The band’s second album, Hold Your Fire, was released in 1992. It produced the hits Reach for the Sky and Sleeping with You. Another Top Ten hit, When I Look into Your Eyes, peaked on the United States charts at #5. This album earned the band two more gold albums and over 1 million sales worldwide.

In 1995, Firehouse released their third album on Epic, simply titled 3. Once again, Firehouse produced another Top Forty hit in the United States with I Live My Life For You. It was with this album that Firehouse made their first trip to Southeast Asia for a promotional tour. Earlier American hits like Don’t Treat Me Bad, Love of a Lifetime and When I Look into Your Eyes had climbed the charts in Asia. Here for You, the second single from 3, had also become a hit. The band then continued their promotional tour in South American countries such as Brazil and Argentina.

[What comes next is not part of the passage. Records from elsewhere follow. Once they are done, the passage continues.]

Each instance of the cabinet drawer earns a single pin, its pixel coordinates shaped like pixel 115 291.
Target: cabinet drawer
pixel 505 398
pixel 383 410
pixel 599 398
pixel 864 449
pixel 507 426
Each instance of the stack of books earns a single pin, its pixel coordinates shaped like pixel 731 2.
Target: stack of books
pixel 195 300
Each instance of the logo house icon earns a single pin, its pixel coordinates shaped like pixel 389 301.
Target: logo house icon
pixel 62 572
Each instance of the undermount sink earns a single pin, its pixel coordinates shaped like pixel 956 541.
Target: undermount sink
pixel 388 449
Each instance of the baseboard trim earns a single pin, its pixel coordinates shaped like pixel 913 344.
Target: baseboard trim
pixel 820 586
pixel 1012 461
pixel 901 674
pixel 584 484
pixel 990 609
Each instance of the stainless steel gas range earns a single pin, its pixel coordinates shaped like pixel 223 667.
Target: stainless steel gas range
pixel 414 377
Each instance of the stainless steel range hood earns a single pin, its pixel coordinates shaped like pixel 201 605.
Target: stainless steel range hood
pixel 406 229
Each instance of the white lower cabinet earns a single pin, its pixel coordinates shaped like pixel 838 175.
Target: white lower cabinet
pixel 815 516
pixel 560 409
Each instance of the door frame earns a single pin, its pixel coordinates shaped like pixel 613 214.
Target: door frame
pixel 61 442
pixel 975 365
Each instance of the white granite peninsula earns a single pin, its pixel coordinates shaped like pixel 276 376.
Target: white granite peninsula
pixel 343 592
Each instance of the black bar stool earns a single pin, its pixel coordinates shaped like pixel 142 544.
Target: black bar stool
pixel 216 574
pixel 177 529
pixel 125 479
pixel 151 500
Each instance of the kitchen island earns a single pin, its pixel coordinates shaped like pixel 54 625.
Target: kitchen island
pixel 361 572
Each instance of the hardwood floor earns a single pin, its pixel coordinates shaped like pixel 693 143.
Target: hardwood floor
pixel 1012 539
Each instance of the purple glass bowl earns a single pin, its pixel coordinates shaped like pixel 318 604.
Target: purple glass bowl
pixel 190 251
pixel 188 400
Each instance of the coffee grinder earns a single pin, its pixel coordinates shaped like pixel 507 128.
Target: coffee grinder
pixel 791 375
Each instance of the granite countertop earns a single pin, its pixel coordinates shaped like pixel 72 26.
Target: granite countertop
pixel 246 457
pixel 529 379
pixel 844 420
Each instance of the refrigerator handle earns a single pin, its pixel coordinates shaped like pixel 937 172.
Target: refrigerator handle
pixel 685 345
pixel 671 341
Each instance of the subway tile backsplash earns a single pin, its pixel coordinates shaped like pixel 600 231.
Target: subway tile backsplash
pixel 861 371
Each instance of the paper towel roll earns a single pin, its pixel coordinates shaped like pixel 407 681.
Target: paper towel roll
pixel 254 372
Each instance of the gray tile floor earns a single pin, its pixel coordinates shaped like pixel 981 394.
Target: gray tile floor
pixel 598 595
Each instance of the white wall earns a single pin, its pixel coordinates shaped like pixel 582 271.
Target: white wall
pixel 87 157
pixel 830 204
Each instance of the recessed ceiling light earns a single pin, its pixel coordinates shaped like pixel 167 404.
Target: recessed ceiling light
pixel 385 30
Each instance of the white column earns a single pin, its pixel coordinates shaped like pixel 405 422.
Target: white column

Their fourth album, Good Acoustics, was released in 1996 and quickly went gold in Malaysia, Thailand, and Philippines. Good Acoustics contains unplugged versions of the group’s greatest hits, as well as four new songs. This album produced foreign hits such as In Your Perfect World, Love Don’t Care and You Are My Religion. The band returned to Southeast Asia for another promotional tour at the end of 1996. Then, in February 1997, Firehouse embarked on their first concert tour of Southeast Asia playing sold out shows for fans in Indonesia, Singapore, Thailand, and Japan. During May and June they toured the United States before returning to Southeast Asia in July for an unprecedented Twenty-five city sold out tour of Indonesia.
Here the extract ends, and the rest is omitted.